Nota da Especialista: Em quadros demenciais, a flutuação cognitiva é comum. O paciente pode ter “dias bons” e “dias ruins”. Um perito inexperiente pode avaliar o idoso num “dia bom” e negar a interdição indevidamente, deixando-o vulnerável. O Assistente Técnico é fundamental aqui para apresentar relatórios e evidências de que aquela lucidez momentânea não reflete a realidade cotidiana de risco.

Se você vai passar por uma perícia dessas, seja como requerente ou requerido, ter um médico de confiança acompanhando o exame muda o jogo.

O Curador: Responsabilidades e Prestação de Contas

Ser nomeado curador não é um “prêmio”, é um encargo pesado. O curador deve:

  • Cuidar da saúde e bem-estar do curatelado;
  • Gerir o patrimônio com diligência;
  • Prestar contas ao juiz (geralmente a cada 1 ou 2 anos) de todos os gastos.

Se o perito identificar que o curador não tem condições emocionais ou éticas para a função, pode sugerir no laudo a nomeação de um curador dativo (um terceiro profissional).


Perguntas Frequentes (FAQ)

Abaixo, respondemos às dúvidas mais angustiantes das famílias que buscam nossa assessoria em processos de curatela.

1. A interdição é permanente ou pode ser revertida?

A interdição pode ser levantada (revertida) a qualquer momento se a causa da incapacidade cessar. Isso é comum em casos de recuperação de AVC, saída de coma ou estabilização de quadros psiquiátricos agudos (Levantamento de Curatela).

2. A pessoa interditada perde a CNH (Carteira de Motorista)?

Geralmente, sim. Se a perícia conclui que a pessoa não tem aptidão cognitiva para atos da vida civil, entende-se que ela não tem reflexos ou juízo para dirigir. O DETRAN costuma ser notificado.

3. O interditado pode casar?

Pelo novo Estatuto (EPD), SIM. A deficiência não afeta a capacidade para casar ou constituir união estável, nem para exercer direitos sexuais e reprodutivos, salvo se houver falta absoluta de discernimento expressa no laudo.

4. O que acontece se o idoso se recusar a ir à perícia?

O juiz pode determinar a condução coercitiva ou, mais comumente, determinar que a perícia seja feita na residência do periciando (perícia domiciliar), especialmente se houver alegação de impossibilidade de locomoção.

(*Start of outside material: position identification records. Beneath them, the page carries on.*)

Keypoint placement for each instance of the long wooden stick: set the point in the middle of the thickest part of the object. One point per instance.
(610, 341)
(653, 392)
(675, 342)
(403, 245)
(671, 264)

5. Quem pode pedir a interdição?

Cônjuges/companheiros, parentes, tutores, representantes de abrigos/instituições ou o Ministério Público (em caso de pessoas sem família ou em situação de risco).


Referências Bibliográficas

  • BRASIL. Lei nº 10.406, de 10 de janeiro de 2002. Código Civil. Diário Oficial da União, Brasília, 11 jan. 2002.
  • BRASIL. Lei nº 13.146, de 6 de julho de 2015. Institui a Lei Brasileira de Inclusão da Pessoa com Deficiência (Estatuto da Pessoa com Deficiência).
  • COSTA, A. C.; TAVARES, H. Psiquiatria Forense e a Nova Capacidade Civil. São Paulo: Editora Manole, 2018.
  • DANTAS, R. A. Perícias Médicas e Capacidade Civil: Aspectos Práticos. Rio de Janeiro: Editora Forense, 2019.
  • WORLD HEALTH ORGANIZATION. ICD-11: International Classification of Diseases 11th Revision. Geneva: WHO, 2018.